Monday, March 2, 2020 MBH (BiHall) 216 4:30 PM

Dr. Timothy G. Ferris is chief executive officer of the Massachusetts General Physicians Organization and Professor of Medicine at Harvard Medical School. Trained in internal medicine and pediatrics, Tim is a practicing primary care physician at Mass General. Prior positions include the senior vice president for population health at Partners HealthCare, medical director of the Mass General Physicians Organization, and vice president for quality for the MGH Department of Pediatrics. His clinical interests include caring for medically complex patients, and home visits to the elderly. Tim led the design and implementation of system-wide care delivery changes at Partners in response to novel risk-sharing contracts for Medicare, Commercial, and Medicaid populations. These programs were administered through the Center for Population Health which Tim founded through an industry partnership, touching over 1 million patients annually. The programs spanned the continuum of care, including over 5000 clinicians in primary care, specialty care, post-acute and home based services, and included novel IT based patient services, analytics, and incentives. 
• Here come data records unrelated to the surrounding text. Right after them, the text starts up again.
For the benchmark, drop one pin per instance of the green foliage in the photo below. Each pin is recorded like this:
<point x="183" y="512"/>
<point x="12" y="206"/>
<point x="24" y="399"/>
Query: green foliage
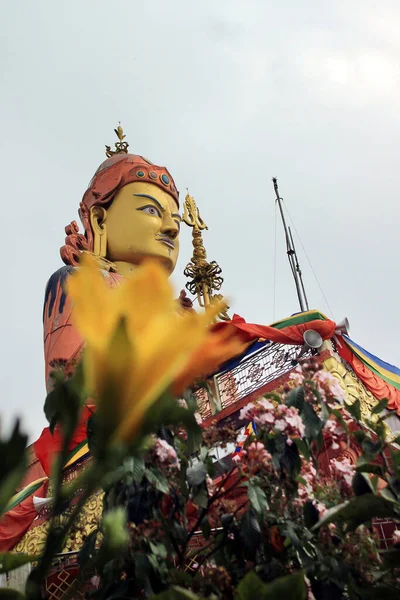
<point x="257" y="498"/>
<point x="10" y="561"/>
<point x="291" y="587"/>
<point x="12" y="465"/>
<point x="168" y="532"/>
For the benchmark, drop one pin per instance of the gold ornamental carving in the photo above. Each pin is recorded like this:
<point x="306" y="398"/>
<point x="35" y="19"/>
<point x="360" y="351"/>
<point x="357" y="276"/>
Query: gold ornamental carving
<point x="204" y="277"/>
<point x="354" y="390"/>
<point x="87" y="521"/>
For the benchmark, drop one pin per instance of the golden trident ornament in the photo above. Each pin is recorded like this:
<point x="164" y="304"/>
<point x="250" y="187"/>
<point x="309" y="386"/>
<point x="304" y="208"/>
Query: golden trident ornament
<point x="121" y="147"/>
<point x="204" y="276"/>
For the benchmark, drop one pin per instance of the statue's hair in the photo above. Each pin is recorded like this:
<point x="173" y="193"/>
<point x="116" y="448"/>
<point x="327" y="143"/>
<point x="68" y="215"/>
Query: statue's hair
<point x="110" y="177"/>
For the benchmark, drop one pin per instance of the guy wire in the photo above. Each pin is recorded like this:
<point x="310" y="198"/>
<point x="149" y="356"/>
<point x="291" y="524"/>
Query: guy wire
<point x="309" y="262"/>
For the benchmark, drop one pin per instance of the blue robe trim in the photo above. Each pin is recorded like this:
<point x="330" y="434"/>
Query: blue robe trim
<point x="58" y="278"/>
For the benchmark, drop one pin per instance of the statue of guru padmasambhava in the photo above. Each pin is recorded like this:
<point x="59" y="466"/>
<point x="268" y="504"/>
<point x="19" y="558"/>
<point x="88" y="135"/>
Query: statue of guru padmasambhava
<point x="130" y="211"/>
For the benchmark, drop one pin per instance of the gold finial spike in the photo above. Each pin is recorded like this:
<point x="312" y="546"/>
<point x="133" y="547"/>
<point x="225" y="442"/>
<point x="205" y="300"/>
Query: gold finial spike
<point x="204" y="277"/>
<point x="191" y="214"/>
<point x="121" y="147"/>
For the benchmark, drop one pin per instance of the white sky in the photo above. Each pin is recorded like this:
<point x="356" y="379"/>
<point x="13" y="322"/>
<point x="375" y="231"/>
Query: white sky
<point x="227" y="94"/>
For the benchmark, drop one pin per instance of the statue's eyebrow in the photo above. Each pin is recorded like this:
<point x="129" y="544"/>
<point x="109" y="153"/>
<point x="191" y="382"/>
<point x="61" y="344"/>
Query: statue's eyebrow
<point x="151" y="198"/>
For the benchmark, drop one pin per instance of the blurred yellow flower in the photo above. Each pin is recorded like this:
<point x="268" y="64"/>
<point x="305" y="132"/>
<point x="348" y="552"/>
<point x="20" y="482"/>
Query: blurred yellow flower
<point x="137" y="344"/>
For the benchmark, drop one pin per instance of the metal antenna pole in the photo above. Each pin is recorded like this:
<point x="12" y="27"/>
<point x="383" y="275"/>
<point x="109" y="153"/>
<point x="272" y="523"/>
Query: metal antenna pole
<point x="290" y="251"/>
<point x="299" y="271"/>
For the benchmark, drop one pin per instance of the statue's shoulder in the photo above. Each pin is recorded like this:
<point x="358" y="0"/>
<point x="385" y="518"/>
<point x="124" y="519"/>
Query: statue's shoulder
<point x="55" y="294"/>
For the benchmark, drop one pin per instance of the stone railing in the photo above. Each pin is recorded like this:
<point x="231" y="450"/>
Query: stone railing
<point x="251" y="374"/>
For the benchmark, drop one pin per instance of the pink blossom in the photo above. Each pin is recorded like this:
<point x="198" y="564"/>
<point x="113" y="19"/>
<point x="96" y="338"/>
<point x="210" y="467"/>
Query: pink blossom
<point x="210" y="485"/>
<point x="321" y="508"/>
<point x="266" y="404"/>
<point x="297" y="377"/>
<point x="247" y="412"/>
<point x="264" y="418"/>
<point x="344" y="467"/>
<point x="280" y="425"/>
<point x="256" y="451"/>
<point x="396" y="536"/>
<point x="294" y="419"/>
<point x="166" y="453"/>
<point x="328" y="385"/>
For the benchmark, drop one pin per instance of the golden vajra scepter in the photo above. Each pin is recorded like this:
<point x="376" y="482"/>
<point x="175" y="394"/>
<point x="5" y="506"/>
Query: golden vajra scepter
<point x="205" y="277"/>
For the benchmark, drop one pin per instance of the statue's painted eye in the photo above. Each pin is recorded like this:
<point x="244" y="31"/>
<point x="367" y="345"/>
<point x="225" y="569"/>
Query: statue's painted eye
<point x="150" y="209"/>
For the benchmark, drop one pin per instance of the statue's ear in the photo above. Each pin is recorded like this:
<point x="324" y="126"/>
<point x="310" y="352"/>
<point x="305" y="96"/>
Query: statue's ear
<point x="97" y="217"/>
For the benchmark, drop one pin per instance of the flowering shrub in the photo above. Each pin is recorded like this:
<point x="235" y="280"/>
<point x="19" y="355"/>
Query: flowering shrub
<point x="291" y="517"/>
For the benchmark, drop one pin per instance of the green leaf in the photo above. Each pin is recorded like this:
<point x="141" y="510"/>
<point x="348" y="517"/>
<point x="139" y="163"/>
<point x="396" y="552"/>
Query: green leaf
<point x="382" y="404"/>
<point x="137" y="468"/>
<point x="158" y="479"/>
<point x="250" y="533"/>
<point x="177" y="593"/>
<point x="371" y="448"/>
<point x="200" y="498"/>
<point x="10" y="561"/>
<point x="196" y="474"/>
<point x="87" y="552"/>
<point x="311" y="514"/>
<point x="12" y="465"/>
<point x="9" y="594"/>
<point x="63" y="403"/>
<point x="257" y="498"/>
<point x="312" y="422"/>
<point x="296" y="398"/>
<point x="357" y="511"/>
<point x="360" y="484"/>
<point x="290" y="587"/>
<point x="391" y="559"/>
<point x="303" y="448"/>
<point x="115" y="532"/>
<point x="206" y="528"/>
<point x="354" y="409"/>
<point x="364" y="466"/>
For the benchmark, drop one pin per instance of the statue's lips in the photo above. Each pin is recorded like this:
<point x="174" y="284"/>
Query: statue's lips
<point x="167" y="241"/>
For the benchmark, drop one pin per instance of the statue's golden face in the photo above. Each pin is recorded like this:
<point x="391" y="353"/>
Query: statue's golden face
<point x="143" y="221"/>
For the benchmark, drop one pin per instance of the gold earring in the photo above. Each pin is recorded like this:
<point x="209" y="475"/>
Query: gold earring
<point x="98" y="217"/>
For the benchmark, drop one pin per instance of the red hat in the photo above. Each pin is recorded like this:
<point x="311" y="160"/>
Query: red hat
<point x="121" y="169"/>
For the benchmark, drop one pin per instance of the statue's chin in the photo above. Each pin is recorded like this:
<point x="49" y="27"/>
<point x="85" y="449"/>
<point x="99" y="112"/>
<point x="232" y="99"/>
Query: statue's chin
<point x="166" y="262"/>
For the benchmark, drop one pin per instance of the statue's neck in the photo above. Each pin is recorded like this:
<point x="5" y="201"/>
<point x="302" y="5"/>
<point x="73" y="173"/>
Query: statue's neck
<point x="124" y="268"/>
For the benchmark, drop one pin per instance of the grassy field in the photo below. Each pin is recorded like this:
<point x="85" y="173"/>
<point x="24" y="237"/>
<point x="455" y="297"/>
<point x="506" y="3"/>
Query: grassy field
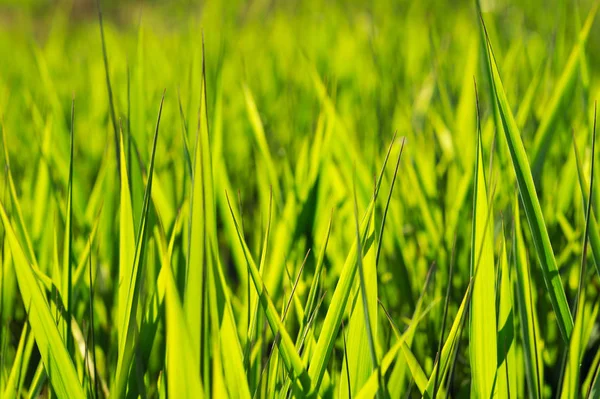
<point x="299" y="199"/>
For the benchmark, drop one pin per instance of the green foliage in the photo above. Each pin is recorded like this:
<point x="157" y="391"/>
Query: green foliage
<point x="210" y="200"/>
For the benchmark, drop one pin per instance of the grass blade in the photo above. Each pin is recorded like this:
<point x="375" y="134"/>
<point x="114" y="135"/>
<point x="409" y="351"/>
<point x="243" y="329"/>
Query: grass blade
<point x="531" y="204"/>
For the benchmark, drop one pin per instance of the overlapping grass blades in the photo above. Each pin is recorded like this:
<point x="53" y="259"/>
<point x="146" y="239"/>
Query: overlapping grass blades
<point x="482" y="328"/>
<point x="531" y="203"/>
<point x="128" y="321"/>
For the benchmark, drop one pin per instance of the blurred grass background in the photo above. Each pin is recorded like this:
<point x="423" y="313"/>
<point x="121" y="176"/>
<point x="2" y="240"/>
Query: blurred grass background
<point x="387" y="65"/>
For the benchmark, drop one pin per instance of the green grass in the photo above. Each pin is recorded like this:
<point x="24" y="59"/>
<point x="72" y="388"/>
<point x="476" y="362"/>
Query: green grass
<point x="300" y="199"/>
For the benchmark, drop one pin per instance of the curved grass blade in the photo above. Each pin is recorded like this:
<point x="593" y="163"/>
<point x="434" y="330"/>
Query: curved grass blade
<point x="54" y="354"/>
<point x="482" y="328"/>
<point x="594" y="235"/>
<point x="543" y="135"/>
<point x="291" y="359"/>
<point x="363" y="319"/>
<point x="67" y="276"/>
<point x="579" y="338"/>
<point x="531" y="204"/>
<point x="507" y="363"/>
<point x="183" y="380"/>
<point x="127" y="323"/>
<point x="340" y="297"/>
<point x="530" y="335"/>
<point x="126" y="240"/>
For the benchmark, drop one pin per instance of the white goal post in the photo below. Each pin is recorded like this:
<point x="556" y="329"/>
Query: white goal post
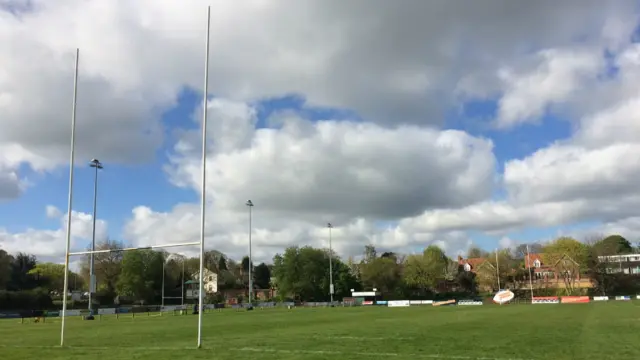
<point x="202" y="198"/>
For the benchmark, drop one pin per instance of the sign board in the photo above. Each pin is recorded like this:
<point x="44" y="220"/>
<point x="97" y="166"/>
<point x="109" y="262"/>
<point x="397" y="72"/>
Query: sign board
<point x="92" y="284"/>
<point x="443" y="303"/>
<point x="470" y="302"/>
<point x="503" y="297"/>
<point x="398" y="303"/>
<point x="545" y="300"/>
<point x="574" y="299"/>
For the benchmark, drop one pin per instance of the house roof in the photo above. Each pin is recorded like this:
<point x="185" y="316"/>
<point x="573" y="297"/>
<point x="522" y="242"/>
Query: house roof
<point x="530" y="259"/>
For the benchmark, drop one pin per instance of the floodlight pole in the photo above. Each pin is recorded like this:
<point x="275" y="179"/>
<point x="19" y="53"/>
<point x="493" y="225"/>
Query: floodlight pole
<point x="70" y="199"/>
<point x="203" y="183"/>
<point x="163" y="271"/>
<point x="498" y="270"/>
<point x="95" y="163"/>
<point x="250" y="205"/>
<point x="329" y="226"/>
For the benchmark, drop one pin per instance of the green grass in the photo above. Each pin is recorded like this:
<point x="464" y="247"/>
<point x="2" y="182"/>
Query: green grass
<point x="554" y="332"/>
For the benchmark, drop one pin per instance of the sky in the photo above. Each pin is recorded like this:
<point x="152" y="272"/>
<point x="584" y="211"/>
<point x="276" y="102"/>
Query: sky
<point x="402" y="123"/>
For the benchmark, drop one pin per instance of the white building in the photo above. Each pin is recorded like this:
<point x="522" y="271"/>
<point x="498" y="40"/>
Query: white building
<point x="626" y="264"/>
<point x="210" y="284"/>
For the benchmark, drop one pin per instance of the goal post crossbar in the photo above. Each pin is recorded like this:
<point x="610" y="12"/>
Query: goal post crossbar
<point x="133" y="248"/>
<point x="203" y="197"/>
Tim has played multiple roles at the national and international level, including chairing the steering committee of the National Quality Forum and participating on multiple committees at the National Academy of Medicine. He is currently a member of the Secretary of Health and Human Services independent advisory council on physician payment policy.  Tim serves on the board of England’s National Health Service (NHS Improvement). In addition to his past National Institutes of Health and foundation grants, Tim designed a six-year Medicare demonstration project that used focused investments in patient services for complex patients that resulted in lower mortality and costs. The program received national attention and became a model for similar programs in the United States and abroad.

Tim trained at Harvard Medical School and the Harvard School of Public Health and has co-authored more than 130 publications in the areas of health care quality measurement, risk adjustment, health disparities and health information technology.